Podcast: A Train Is a 60-Ton Trance

On Amtrak’s Coast Starlight, a traveler and his teen daughter meet a Mike Tyson impersonator, marvel at the golden West Coast, and embrace the trancelike nature of the train.

Amtrak's Coast Starlight train at sunset.

Amtrak’s Coast Starlight train at sunset.

Photo by Levi Meir Clancy/Unsplash

This story is part of Travel Tales, a series of life-changing adventures on afar.com. Read more stories of transformative trips on the Travel Tales home pageand be sure to subscribe to the podcast.

OKLAHOMA: I’m Mike Tyson, heavyweight champ of the world. . . . Crazy. . . . I don’t care. I’m Mike Tyson. I’m heavyweight champ of the world.

CHRIS COLIN: That’s Oklahoma. That’s the dude’s name — Oklahoma. I didn’t know that was even an option, having your name be Oklahoma. But here we are, and like the state, this improbably named Mike Tyson impersonator is huge and fairly indifferent to my existence.

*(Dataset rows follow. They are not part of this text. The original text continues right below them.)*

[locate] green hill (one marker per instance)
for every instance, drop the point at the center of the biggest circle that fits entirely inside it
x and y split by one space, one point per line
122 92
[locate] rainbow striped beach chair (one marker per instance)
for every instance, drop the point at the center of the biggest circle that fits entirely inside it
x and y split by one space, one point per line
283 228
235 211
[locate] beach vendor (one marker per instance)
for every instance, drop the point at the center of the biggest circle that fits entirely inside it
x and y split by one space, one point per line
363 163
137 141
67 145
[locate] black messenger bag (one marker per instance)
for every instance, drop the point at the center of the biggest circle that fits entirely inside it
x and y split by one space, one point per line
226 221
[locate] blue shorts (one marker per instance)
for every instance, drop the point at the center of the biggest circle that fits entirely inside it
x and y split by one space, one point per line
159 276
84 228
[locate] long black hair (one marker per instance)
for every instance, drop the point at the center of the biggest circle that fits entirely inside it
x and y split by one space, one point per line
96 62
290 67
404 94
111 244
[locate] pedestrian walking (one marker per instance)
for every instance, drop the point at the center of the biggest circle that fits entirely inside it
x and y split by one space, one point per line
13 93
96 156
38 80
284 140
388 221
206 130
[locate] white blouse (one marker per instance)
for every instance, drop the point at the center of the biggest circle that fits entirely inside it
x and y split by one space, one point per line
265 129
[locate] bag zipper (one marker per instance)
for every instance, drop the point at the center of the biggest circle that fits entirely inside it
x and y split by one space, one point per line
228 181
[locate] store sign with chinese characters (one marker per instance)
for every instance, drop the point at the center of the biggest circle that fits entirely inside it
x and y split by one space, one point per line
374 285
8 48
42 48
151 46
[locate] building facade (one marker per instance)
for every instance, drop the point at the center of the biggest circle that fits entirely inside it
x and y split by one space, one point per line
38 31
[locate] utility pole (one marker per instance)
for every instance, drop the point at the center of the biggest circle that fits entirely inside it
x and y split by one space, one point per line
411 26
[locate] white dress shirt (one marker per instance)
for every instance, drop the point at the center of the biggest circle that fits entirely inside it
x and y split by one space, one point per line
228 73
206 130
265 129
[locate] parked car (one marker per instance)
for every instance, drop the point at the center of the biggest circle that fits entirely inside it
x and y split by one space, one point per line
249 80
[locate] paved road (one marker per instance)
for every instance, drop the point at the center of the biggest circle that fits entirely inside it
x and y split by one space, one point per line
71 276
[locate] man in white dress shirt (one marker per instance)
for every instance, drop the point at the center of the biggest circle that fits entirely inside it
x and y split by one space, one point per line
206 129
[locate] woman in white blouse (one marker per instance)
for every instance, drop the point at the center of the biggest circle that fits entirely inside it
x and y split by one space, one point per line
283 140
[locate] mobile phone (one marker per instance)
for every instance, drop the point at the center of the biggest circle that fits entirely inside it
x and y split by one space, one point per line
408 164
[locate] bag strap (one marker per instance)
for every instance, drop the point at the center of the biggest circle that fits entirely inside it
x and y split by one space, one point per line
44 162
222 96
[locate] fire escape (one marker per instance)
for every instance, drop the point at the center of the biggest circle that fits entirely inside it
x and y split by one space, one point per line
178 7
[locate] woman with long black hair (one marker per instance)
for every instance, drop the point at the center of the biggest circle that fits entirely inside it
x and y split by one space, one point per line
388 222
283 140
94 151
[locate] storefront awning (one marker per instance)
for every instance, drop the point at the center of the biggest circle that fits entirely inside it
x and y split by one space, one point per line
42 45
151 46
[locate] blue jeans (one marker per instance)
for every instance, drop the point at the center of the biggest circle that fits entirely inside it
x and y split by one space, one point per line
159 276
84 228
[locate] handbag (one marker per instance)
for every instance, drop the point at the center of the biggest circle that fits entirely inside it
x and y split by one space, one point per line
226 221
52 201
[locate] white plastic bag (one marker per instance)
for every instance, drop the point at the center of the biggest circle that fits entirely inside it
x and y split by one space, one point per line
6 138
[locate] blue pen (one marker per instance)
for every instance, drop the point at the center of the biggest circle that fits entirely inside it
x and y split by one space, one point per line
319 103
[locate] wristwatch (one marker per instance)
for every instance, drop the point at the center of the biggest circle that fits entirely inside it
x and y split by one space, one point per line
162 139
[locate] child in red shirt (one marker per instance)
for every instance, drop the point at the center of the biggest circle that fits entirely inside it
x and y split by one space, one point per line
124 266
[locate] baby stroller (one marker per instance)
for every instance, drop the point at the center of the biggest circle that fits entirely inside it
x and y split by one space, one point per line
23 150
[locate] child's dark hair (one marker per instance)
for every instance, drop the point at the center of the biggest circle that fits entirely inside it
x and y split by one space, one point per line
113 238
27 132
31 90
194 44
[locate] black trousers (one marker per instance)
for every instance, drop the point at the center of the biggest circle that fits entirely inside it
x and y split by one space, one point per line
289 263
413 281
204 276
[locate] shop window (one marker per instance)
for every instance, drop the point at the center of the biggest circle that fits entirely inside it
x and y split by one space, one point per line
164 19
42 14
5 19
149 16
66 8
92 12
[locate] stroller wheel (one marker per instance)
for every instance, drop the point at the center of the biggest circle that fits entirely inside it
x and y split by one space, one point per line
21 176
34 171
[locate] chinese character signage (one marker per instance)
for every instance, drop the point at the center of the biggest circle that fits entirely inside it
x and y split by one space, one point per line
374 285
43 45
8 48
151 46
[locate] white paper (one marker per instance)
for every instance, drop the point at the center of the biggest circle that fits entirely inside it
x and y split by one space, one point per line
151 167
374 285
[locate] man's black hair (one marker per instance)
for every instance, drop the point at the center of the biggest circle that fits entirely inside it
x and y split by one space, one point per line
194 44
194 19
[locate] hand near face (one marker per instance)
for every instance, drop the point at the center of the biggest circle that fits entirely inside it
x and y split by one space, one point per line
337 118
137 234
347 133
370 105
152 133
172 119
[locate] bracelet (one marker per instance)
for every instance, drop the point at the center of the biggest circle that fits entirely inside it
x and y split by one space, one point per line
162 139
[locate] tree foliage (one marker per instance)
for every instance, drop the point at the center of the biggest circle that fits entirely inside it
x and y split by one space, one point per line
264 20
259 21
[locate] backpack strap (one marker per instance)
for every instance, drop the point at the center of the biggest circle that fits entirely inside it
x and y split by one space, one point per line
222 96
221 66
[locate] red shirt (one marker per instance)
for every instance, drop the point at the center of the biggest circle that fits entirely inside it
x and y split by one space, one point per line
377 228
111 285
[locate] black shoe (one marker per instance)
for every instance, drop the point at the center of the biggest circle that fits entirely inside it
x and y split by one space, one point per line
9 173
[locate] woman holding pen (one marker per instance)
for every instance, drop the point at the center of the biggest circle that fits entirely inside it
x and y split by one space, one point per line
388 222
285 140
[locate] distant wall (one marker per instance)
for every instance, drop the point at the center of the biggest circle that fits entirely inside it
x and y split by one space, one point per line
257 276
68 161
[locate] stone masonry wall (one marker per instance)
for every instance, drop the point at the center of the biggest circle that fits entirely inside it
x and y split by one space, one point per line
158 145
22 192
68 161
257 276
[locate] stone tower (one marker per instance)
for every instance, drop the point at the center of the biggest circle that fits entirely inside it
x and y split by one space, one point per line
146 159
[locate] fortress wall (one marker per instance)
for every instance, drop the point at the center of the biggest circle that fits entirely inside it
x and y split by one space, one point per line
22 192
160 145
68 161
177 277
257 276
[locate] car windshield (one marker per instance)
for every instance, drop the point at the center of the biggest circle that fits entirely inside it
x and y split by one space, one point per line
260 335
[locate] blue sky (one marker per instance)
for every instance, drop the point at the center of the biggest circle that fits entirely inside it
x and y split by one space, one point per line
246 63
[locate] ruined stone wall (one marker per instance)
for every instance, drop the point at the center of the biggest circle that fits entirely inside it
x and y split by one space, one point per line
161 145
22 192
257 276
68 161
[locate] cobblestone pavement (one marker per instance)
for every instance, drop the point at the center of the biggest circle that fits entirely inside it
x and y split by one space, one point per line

You’ve probably pieced this together already but we’re on a train. Oklahoma, me, my daughter, Cora, and a couple hundred other humans, all chugging our way down the left side of North America for the next 35 hours. Streams and pines and meadows blur past. From his dated space-age swivel chair in the glassy lounge car, Oklahoma stares out with a kind of regal dullness. Judging by the empties at his feet, he’s on Corona number 3.

Midway through Corona number 4, he finally swivels in my direction. Did I know that, a few years ago, he happened to have written and recorded a song called “Mandy Sue”? I did not know this. Well I did, he says, and it can be found on YouTube.

Very cool, I say.

You can just search it up on your phone, he adds.

Awesome, I say.

You have YouTube, right? he asks.

A view of the Pacific Ocean from a car on Amtrak's Coast Starlight train.

The Coast Starlight train offers some of the best views of the West Coast, at a human pace.

Photo by Alex Cimbal/Shutterstock

At last I take the hint and dig out my phone. Only two rules on a journey like this: One, watch the shimmering lakes streak past and the quilts of wildflower and the muffler shops and the tent camps and the Christmas tree farms and the yard sales and the tweens on trampolines and the dads inflating pools and everything else that adds up to a country, one that more often feels like a concept than an actual 3D place.

The second rule: If a man named Oklahoma tells you to play his song on your phone, play his song on your phone.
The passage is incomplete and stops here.